Abandonnant, le temps d’un film, la brutalité du monde des yakuzas, Kitano signe avec A Scene At The Sea, hiérarchiquement le 3ème film de sa filmographie, une œuvre tendre et contemplative qui sous ses apparences de romance édulcorée, parle d’espoir et de persévérance.
Mais il s’agit également d’une grande œuvre musicale aux accents lyriques élevée par l’extraordinaire partition de Joe Hisaishi, acolyte de Kitano, qui tout le long de sa filmographie accompagnera son œuvre jusqu’à en faire partie intégrante. Kitano /Hisaishi c’est comme Leone/Morricone ça forme un tout.
Des longs plans fixes sur des visages aux expressions mesurées, des scènes de tartuferies cocasses et souvent cruelles, des compositions de cadre où les personnages prennent vie dans leur plus stricte figuration, tout est là. Le style Kitano s’est mine de rien déjà imposé et ne cessera son déroulé jusqu’à l’apogée de sa carrière avec son chef d’œuvre de feu d’artifice intimisme… que sera Hana-Bi.
Sous ses faux airs de ne rien raconter, ou si peu, et d’abuser de sa façon de faire caractéristique du cinéma dit contemplatif, A Scene At The Sea est, si l’on veut bien s’y laisser prendre, une invitation à se laisser aller et d’être happé par l’émotion naturelle que fait naître cette sorte de théâtralité. Car tout le cinéma de Kitano est axé sur ce grand principe fondateur de l’art nippon.

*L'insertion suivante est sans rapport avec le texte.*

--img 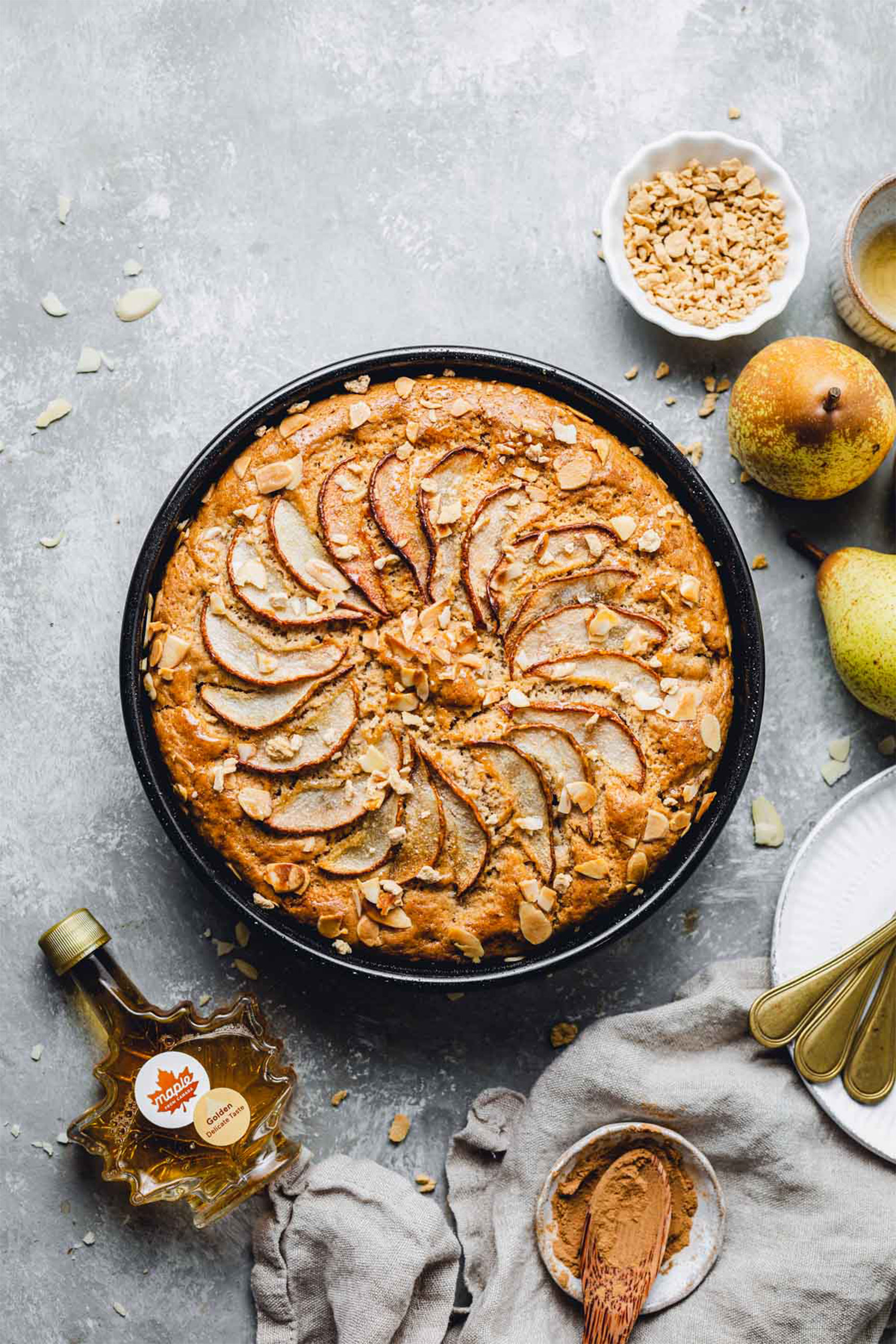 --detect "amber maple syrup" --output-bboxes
[39,910,299,1227]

Mais au-delà de l’aspect purement artistique et de la composition musicale l’accompagnant, on ne doit pas obnubiler sa façon de parler d’une multitude de sujets sociétaux. C’est donc un cinéma purement conscient de l’aspect humain.
L’absence de dialogues, si ce ne sont quelques échanges sans importance, met en évidence la volonté de Kitano de faire place à la mélodie des vagues dont les regards pleins d’envie des principaux protagonistes sont une invitation à cette ode poétique de ce champs des possibles.